North Korea Conducts New Ballistic Missile Test

A White House official stated that President Donald Trump had been briefed about the launch.

Courtesy: shutterstock.com

According to South Korea military, North Korea has fired a ballistic missile, the first since the new President Donald Trump took office.

The missile, that was launched at 07:55 local time (17:25 CT Saturday), flew towards the Sea of Japan for about 500 KMs, according to the South Korean officials.

There has been alarm and anger in the region by the continuous missile and nuclear tests by North Korea and its aggressive statements add fuel to the fire.

The launch on Sunday took place from the Banghyon Air Base in North Pyongan province, located on west side of the Korean peninsula.

Reuters News Agency quoted a U.S. Defense official in Washington as saying that the “military had detected a missile test launch by the North.”

A White House official stated that President Donald Trump had been briefed about the launch. The launch comes a day after Trump held a summit with Japanese Prime Minister, Shinzo Abe, in which he agreed to ensure strong defense against North Korea’s threat.

The Foreign Ministry of South Korea said in a statement that:

“North Korea’s repeated provocations show the Kim Jong-un regime’s nature of irrationality, maniacally obsessed in its nuclear and missile development.”

Chief Cabinet Secretary of Japan, Yoshihide Suga stated that the missile had not reached Japanese territorial waters, and added that Tokyo would make a “strong protest” to North Korea over the test.

The launch was described as a “show of force” by South Korea’s Office of Joint Chiefs of Staff.

Kim Jong-un, the North Korean leader, said earlier in January that the country was near to testing long-range missiles capable of carrying nuclear warheads.

U.S. Defense Secretary, General James Mattis, on a visit to South Korea last week said that “an effective and overwhelming” response will be given to the North for any use of nuclear weapons. He also reconfirmed that the U.S. missile defense system (THAAD) would be deployed in South Korea later this year.

Last year, North Korea conducted its fifth test of a nuclear device, and claims that the country is capable of carrying out a nuclear attack on the U.S., a claim not backed by evidence; experts believe that North Korea’s technology has not progressed enough to carry out that attack.

North Korea has also claimed in recent weeks that it has a new Intercontinental Ballistic Missile (ICBM) capable of reaching the U.S. mainland, which is prepared to be test launched anytime.

If fully developed, a North Korean ICBM could threaten the continental United States, which is about 9,000 km away from North Korea. The minimum range of an ICBM is about 5,500 km, but some can travel 10,000 km or even more.

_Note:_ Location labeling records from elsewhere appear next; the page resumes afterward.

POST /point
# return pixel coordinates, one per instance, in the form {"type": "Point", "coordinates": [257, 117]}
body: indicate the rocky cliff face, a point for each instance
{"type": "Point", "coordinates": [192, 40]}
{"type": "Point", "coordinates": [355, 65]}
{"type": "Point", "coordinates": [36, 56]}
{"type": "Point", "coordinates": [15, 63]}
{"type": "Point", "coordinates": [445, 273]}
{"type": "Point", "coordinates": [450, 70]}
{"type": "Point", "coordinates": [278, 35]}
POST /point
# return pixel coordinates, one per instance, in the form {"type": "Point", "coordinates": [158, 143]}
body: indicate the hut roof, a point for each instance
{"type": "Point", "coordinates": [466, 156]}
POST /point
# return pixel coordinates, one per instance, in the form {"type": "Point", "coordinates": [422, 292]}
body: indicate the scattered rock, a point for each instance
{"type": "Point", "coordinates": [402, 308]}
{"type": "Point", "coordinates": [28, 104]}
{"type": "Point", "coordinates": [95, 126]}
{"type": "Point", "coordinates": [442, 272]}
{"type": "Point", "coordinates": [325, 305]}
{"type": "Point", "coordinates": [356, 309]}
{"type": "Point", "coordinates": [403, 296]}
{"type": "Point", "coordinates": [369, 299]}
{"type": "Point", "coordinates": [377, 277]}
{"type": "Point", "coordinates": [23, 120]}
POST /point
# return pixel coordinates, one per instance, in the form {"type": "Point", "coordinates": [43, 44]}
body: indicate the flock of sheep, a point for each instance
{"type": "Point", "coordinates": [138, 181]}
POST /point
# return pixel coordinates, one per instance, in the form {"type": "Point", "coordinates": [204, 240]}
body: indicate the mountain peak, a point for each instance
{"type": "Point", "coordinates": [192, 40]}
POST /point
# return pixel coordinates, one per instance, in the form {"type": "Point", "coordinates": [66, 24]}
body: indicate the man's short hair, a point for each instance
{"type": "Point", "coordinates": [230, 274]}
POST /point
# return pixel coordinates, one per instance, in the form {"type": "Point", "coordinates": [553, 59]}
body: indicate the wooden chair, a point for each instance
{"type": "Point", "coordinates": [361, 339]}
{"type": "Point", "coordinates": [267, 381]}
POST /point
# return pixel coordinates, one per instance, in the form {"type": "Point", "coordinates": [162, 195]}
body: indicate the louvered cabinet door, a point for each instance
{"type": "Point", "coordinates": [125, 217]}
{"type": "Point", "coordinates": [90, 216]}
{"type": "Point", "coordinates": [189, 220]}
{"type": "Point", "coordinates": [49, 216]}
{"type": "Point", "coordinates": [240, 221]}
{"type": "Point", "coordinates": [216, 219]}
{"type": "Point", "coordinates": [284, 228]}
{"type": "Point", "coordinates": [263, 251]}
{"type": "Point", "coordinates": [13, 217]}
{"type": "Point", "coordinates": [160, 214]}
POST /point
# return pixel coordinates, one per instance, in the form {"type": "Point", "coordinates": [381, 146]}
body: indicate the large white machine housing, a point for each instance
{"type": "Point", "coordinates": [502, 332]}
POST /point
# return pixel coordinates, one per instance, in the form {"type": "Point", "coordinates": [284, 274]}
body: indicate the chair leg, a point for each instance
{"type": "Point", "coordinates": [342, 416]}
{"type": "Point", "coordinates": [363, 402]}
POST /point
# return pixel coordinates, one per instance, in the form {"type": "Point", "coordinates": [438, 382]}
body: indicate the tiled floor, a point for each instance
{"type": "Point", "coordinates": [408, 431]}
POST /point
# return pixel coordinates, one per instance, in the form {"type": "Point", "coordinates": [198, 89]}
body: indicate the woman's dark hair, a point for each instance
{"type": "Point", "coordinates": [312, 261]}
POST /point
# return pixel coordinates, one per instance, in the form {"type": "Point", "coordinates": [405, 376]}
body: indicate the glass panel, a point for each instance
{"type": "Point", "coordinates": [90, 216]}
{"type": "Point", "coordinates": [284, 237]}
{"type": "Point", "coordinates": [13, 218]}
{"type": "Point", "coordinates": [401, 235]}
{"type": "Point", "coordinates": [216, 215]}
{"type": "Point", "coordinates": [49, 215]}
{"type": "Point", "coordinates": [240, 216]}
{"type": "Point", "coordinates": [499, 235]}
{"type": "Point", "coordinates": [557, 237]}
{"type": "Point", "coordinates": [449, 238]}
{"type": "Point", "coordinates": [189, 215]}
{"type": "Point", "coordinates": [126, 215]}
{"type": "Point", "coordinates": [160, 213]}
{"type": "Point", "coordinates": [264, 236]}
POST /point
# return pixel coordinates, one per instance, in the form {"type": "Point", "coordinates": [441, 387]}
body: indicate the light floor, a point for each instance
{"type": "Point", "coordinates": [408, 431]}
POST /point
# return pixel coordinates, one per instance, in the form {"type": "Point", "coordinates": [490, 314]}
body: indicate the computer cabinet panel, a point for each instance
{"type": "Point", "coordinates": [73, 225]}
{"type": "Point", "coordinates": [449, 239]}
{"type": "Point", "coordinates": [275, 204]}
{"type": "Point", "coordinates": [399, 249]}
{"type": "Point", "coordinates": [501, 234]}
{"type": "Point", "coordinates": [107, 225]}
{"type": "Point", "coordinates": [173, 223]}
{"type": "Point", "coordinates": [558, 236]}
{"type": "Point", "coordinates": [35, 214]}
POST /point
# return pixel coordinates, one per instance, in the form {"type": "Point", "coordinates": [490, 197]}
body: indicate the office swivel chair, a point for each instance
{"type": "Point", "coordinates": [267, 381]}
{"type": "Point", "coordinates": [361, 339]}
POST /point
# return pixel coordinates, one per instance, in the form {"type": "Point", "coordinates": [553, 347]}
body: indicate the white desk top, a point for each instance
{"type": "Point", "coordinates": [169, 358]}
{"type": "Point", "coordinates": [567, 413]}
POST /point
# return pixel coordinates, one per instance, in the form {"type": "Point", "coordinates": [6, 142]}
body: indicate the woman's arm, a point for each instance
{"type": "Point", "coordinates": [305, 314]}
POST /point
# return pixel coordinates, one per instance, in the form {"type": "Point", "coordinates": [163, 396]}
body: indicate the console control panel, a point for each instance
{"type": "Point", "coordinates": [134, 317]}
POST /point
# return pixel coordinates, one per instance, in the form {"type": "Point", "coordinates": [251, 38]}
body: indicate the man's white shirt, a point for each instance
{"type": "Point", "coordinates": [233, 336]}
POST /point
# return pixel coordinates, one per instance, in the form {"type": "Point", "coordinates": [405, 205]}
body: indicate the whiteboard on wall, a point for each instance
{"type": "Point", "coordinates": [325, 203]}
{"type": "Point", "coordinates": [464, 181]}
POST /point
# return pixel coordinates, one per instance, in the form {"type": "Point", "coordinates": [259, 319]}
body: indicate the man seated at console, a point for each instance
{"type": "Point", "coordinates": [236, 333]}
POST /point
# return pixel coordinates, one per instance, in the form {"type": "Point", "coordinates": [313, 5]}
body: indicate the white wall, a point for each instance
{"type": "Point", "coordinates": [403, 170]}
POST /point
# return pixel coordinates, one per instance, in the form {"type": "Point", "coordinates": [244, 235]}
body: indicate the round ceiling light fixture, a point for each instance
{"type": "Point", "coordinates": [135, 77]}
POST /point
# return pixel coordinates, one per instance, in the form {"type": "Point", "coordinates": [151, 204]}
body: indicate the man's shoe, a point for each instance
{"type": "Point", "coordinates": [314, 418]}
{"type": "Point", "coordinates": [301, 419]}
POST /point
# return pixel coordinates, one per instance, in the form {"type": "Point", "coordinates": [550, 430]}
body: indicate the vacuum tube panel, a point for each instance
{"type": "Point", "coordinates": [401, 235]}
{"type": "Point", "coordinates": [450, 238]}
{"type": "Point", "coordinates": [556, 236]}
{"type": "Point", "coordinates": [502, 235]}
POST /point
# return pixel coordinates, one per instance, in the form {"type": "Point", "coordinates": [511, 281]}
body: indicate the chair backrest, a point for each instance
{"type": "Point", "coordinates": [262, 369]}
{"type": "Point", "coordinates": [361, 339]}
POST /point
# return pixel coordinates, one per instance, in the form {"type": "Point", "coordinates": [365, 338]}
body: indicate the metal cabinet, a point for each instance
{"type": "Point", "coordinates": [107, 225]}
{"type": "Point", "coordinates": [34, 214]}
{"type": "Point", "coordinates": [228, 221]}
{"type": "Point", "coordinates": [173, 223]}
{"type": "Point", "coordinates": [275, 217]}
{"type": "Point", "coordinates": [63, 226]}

Pyongyang conducted two nuclear tests and a number of missile-related tests at an unprecedented rate in 2016; the launches were seen as an advancement in weapons capabilities by experts and officials, and some also believe that North Korea has cleared significant hurdles in acquiring ICMB technology. The last ballistic missile launch attempt by Kim Jong Un’s regime was detected on October 20.